One great high-intensity interval training, or HIIT, protocol is the Tabata, and it can be applied to any cardio workout. According to research published in Medicine & Science in Sports & Exercise, the protocol (which only takes four minutes) can burn more fat than a traditional steady state 60-minute aerobic workout. To complete a Tabata cardio workout, go at your max effort for 20 seconds, rest for 10 seconds and then repeat that circuit for a total of eight times. The trick is to really feel like you can't possibly work any harder during your high-intensity bouts. Before starting a max-intensity Tabata-style workout, talk to your doctor to make sure it's safe for your heart.
2. Focus on Your Form
We worry a lot about form when it comes to strength training, which makes sense: You don't want your form breaking down when you have dumbbells over your face. But using correct form is just as important during cardio sessions, and not just because it can help keep you safe and injury-free.
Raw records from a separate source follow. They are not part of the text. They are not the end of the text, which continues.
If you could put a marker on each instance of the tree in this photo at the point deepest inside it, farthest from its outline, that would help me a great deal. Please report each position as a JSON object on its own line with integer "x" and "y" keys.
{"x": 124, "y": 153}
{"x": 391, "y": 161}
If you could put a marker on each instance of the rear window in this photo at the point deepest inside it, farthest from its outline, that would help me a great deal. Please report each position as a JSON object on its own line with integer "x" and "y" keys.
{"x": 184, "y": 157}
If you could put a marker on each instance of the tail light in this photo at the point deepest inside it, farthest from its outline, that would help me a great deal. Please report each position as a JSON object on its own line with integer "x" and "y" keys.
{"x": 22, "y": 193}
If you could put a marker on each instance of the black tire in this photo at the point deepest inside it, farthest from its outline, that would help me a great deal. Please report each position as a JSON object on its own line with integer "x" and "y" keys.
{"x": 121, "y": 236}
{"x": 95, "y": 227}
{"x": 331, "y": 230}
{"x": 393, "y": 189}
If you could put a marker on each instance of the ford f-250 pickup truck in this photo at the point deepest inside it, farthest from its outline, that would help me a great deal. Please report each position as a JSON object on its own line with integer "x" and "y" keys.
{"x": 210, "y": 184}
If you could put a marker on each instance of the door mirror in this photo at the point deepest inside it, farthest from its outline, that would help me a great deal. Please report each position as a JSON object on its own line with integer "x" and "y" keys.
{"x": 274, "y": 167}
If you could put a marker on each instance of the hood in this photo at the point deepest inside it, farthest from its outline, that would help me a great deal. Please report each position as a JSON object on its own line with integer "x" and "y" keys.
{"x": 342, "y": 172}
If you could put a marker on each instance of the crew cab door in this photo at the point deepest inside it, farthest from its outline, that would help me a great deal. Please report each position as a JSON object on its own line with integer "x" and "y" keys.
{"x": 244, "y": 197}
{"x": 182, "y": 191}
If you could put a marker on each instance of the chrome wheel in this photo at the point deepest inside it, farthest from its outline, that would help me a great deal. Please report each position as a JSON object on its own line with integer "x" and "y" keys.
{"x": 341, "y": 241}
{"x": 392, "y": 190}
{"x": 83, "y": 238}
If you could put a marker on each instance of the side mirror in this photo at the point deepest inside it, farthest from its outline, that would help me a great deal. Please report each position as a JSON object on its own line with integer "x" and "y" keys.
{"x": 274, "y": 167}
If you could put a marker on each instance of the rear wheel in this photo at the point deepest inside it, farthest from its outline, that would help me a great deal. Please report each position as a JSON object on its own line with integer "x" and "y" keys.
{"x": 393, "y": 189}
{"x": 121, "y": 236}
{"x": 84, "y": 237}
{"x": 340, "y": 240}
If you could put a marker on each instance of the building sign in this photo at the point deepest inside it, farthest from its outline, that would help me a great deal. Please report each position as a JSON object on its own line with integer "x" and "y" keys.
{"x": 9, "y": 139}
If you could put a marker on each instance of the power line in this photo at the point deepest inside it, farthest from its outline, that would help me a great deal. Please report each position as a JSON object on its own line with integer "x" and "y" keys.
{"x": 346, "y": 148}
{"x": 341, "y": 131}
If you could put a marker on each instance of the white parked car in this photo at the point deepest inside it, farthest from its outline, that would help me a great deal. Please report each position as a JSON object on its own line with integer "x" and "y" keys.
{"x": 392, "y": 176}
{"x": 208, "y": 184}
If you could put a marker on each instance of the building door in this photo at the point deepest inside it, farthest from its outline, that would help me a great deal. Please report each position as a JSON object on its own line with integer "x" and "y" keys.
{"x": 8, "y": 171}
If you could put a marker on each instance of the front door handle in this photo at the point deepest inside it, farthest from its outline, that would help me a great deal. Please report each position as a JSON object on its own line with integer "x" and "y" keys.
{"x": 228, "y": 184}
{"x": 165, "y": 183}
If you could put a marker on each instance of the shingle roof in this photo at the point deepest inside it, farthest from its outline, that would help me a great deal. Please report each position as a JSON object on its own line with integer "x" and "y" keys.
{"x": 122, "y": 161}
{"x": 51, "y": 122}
It can help you burn more calories with every bead of sweat, Gilles says.
Think about it: If you lean onto the handrails while using the stair climber or hang from them as you lean back to power walk up a hill on the treadmill, you are making things easier on yourself. Put another way, your body isn't working as hard or burning as many calories as it could be, he says.
Remember, while intensity is a great way to increase caloric burn, if the intensity is so high than you can't complete it without shortcuts in your form and technique, your intensity is too high. Think form first. Always.
3. Turn Your Cardio Machine Into a Resistance One
"When we build lean muscle mass, we increase our resting metabolic rate," Crockford says. "That means we use more calories at rest." And while, depending on how you do it, cardio can actually lead to muscle loss, if you do it the right way, you can build muscle on your favorite cardio machine or on the trail.
A simple way is by increasing resistance. The harder your arms and/or legs have to work during every movement, the more opportunity you have to build lean, metabolically active muscle.
What's more, if you're a fan of cardio machines, a few tweaks to your exercise technique can completely change their muscle-building potential, Crockford says. For instance, to build upper-body strength, she recommends using only your arms to move the elliptical machine. "On the treadmill, put it on a slow speed with a high incline and perform walking lunges in between running or walking intervals," she says. Or, you can push through only one leg while on the elliptical or stationary bike.
Just pay minimal attention to the number of calories your machine says you're burning, Gilles says. Their calorie-counters are infamously inaccurate and might not accurately represent your fat-loss progress.
4. Try New Forms of Cardio
"The more efficient you are at anything, the fewer calories you burn doing it," Gilles says. That's the beauty of exercise: Your body adapts. But it's also why most strength programs involve switching things up every four to six weeks.
And so should your cardio routine. "To burn more calories, do something that you are not efficient at," he says. That doesn't mean that you have to give up your elliptical sessions, but what about trying that rowing machine one day per week? Or maybe it's time to hit up a cardio workout class that you've been eyeing? And, of course, if you're willing to change up speeds, incline and resistance, your tried-and-true elliptical can still challenge your body in new ways.